Mitchell turned to his colleagues and told them to head back to the camp, fix lunch, and return with it. They were going to work through the afternoon. Two hours later, they found several of the probe’s antennae that had been ripped off when it was dragged across the glacier by its parachutes. Jackson and McMasters stopped marking the ice behind them with flags; instead, they hovered near Maria like a pair of curious kids, peering over her shoulder, watching as each new discovery was made. Another hour passed, when suddenly Maria told them to stop what they were doing and look down at the screen on the GPR.
“My God,” said Mitchell when he saw the twisted and bent debris of the missing seaplane resting at a steep angle under the ice.
“There must have been a deep crevice here at one time,” surmised Maria. “The plane must have slid along the ice until it came to a halt inside the fissure.”
“What is that odd shape beside the plane?” asked Mitchell, pointing to a gray area on the screen.
“The GPR is reading a void in the ice. A cave or gap, perhaps,” said Maria.
“Poor bastards probably died on impact,” said Jackson, shaking his head as he looked at the image on the screen.
“Maria, what’s that?” asked McMasters, pointing at an object on the screen.
Maria let out a low whistle. “That, gentlemen, is the remainder of the return vehicle. You can see the distinct cylindrical shape where the soil sample would be stored and the smudge on the screen beside it has to be its parachutes trapped with it under the ice.”
“How deep would you say it is?” asked Mitchell.
“It’s a little deeper than the heat shield. There must have been a depression in the ice when it finally came to rest. I’d say that it’s sitting at just under two meters under the ice.”
“Child’s play,” said Jackson sarcastically.
“Quit whining. We have plenty of power tools,” said Mitchell. “Shouldn’t take us more than a few hours to dig it out, and then we can all go home.”
Maria smiled at the thought of going home. “No offense to you fine gentlemen, but you could all use a good shower.”
“I don’t stink that bad,” complained Jackson, pretending to take a quick smell under his fleece top.
“Yeah, trust me, she’s right. You do,” said Mitchell to his friend.
“Ryan, I think it’s too late in the day to start digging,” said McMasters, looking over at the gray horizon.
“Yeah, I think you’re right,” replied Mitchell. “I’ll make a few calls after supper. We’ll have an early night and get up at dawn tomorrow morning. We can get right to work and with a little bit of luck, we’ll be back on board the Southern Star tomorrow evening and on our way home.”
“Amen to that,” added Maria.
As they all walked back to their camp, no one noticed McMasters reach into a jacket pocket and press a button on a small, but powerful transmitter that he had hidden there. Within minutes, a ship that had been waiting silently two hundred kilometers away turned north and began to sail at full speed for Bouvet Island.

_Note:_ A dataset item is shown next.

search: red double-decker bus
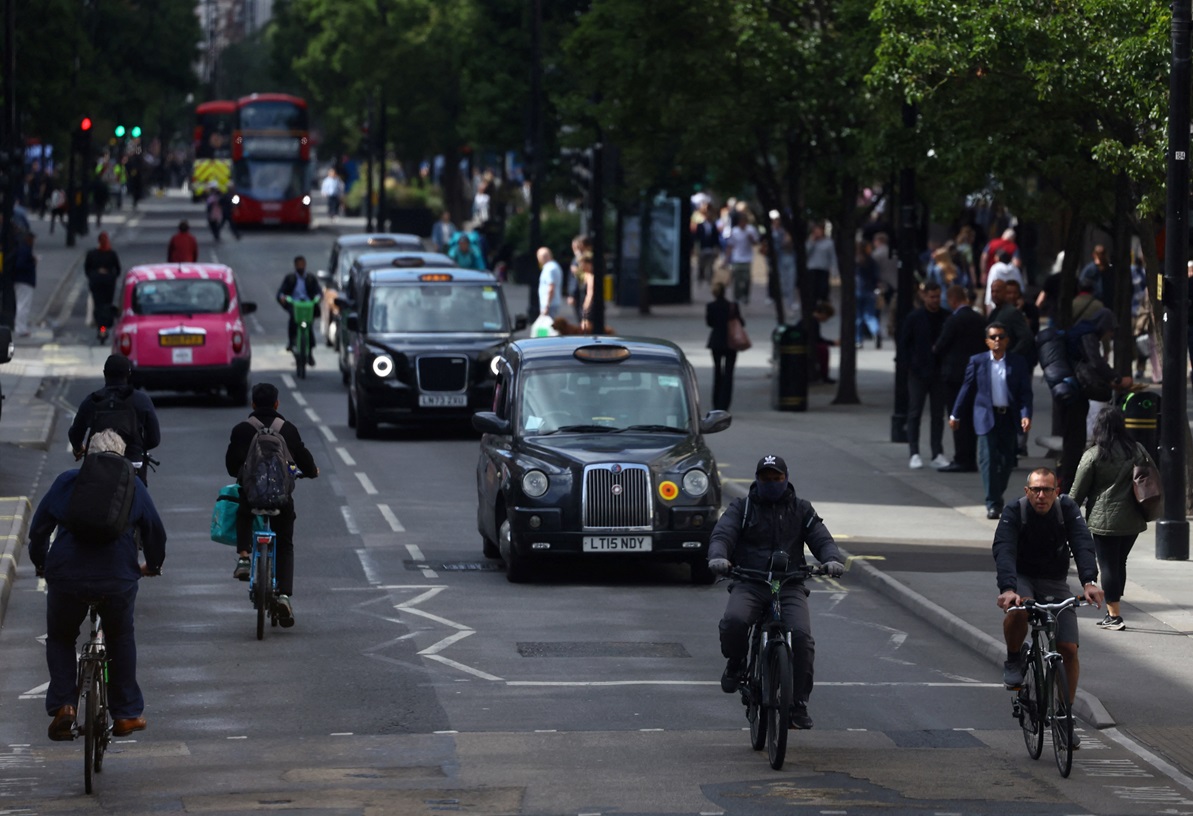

The next morning, the sun crept up on the horizon, bathing the sky in a deep-pink hue. With a cup of steaming-hot coffee in his hand, Mitchell walked over and looked down at the spot in the ice where the recovery vehicle was entombed. For a few minutes, he pondered their next move. For tools, they had a metal tripod with a heavy-duty winch for lifting the device out of the ice, a couple of chainsaws, several axes, and a gas-powered drill. Although Jackson was keen on it, explosives were out of the question. They couldn’t risk damaging the probe.